Companies Must Act by Year-End for Section 409A Transitional Relief


Section 409A of the U.S. Internal Revenue Code imposes specific requirements on the timing of deferral elections and the designation of the time and form of payment of amounts under non-qualified deferred compensation plans. That section also imposes severe tax penalties on the employee if the requirements are not satisfied. On November 30, 2010, the Internal Revenue Service (IRS) issued Notice 2010-80, which modified its Section 409A corrections program. The Notice included transitional relief through December 31, 2012, to correct certain failures involving payments conditioned upon the execution of a release agreement. If a payment under a deferred compensation arrangement is conditioned upon the execution of a release, the IRS believes that the employee may manipulate the taxable year in which payment is made in violation of Section 409A.

Non-conforming release provisions of deferred compensation arrangements can be corrected by either

  • providing for payment on a fixed date (such as the 60th or 90th day following separation from service); or

  • providing that a payment that could be made during a specified period (not to exceed 90 days) that begins in one taxable year and ends in a second taxable year will be made in the second taxable year.

These corrections are designed to ensure that the delivery of the release does not affect the timing of payment.
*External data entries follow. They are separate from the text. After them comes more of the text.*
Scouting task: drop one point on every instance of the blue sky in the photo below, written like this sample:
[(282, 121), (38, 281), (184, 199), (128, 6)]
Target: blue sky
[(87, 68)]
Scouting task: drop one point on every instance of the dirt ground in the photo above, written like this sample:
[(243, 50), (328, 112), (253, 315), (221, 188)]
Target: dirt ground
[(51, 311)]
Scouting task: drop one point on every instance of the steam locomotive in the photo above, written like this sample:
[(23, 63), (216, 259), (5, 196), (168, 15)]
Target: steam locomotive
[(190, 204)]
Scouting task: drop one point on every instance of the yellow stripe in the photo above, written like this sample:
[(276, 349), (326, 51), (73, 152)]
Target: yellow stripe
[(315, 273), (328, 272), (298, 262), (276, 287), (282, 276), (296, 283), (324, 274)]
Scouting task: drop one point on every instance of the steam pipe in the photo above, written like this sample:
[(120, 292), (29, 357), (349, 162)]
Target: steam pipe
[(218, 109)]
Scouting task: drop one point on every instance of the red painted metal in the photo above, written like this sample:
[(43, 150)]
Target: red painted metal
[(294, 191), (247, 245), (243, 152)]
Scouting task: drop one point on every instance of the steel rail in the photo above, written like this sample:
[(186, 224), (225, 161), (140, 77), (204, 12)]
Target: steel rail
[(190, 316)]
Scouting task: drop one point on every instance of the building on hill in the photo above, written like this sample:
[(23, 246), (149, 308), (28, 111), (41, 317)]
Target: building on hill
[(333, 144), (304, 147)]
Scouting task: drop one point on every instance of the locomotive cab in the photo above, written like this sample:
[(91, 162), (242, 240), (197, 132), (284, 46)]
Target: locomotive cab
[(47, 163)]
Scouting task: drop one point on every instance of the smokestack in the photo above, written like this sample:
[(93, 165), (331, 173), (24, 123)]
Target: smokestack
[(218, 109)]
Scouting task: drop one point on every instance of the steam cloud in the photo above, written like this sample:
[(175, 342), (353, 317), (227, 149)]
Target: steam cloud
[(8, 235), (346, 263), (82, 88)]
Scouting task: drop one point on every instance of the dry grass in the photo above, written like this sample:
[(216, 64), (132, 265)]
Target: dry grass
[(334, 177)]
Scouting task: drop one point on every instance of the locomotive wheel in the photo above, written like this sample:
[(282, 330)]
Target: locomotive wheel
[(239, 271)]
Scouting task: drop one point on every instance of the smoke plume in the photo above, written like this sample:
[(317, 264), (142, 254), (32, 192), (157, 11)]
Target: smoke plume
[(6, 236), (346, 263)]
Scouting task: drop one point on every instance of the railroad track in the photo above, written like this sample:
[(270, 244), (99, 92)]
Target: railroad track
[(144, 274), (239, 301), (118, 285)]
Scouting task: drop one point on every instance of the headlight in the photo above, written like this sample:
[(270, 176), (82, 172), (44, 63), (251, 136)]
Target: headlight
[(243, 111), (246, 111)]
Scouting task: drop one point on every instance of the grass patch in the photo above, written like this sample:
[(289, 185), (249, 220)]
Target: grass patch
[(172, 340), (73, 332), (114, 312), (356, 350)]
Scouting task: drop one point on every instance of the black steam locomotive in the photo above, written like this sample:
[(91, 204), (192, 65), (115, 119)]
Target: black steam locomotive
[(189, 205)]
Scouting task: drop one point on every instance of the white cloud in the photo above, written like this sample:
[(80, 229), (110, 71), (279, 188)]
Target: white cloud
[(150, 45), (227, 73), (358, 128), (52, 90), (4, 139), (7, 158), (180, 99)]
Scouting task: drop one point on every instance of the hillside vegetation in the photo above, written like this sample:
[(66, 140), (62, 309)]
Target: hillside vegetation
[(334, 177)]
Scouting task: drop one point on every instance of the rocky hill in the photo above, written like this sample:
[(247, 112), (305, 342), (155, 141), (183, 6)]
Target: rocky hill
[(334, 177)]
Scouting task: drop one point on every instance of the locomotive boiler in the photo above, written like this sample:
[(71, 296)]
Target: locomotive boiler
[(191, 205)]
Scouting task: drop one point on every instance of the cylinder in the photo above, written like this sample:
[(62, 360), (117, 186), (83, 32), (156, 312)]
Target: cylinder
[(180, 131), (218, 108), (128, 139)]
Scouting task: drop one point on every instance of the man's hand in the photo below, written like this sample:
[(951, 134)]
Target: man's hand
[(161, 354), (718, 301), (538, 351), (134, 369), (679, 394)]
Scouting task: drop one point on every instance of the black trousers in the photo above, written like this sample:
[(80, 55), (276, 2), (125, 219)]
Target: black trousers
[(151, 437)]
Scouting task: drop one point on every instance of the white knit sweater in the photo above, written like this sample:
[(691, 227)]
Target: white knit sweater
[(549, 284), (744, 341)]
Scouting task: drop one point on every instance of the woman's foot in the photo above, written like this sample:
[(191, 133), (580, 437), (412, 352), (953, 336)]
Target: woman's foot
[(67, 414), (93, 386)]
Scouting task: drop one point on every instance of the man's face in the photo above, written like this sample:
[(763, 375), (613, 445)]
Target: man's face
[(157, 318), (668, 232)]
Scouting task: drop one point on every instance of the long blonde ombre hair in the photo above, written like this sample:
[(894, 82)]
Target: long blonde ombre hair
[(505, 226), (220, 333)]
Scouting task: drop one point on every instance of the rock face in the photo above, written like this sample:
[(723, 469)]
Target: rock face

Arrangements that are exempt from Section 409A, such as short-term deferrals or exempt separation pay, are not required to be amended.

Required Action

The December 31, 2012, deadline is fast approaching. U.S. companies and Canadian companies with employees who are U.S. citizens or residents should review non-qualified deferred compensation arrangements under which payments are conditioned upon the execution of a release agreement to identify and amend any non-compliant provisions.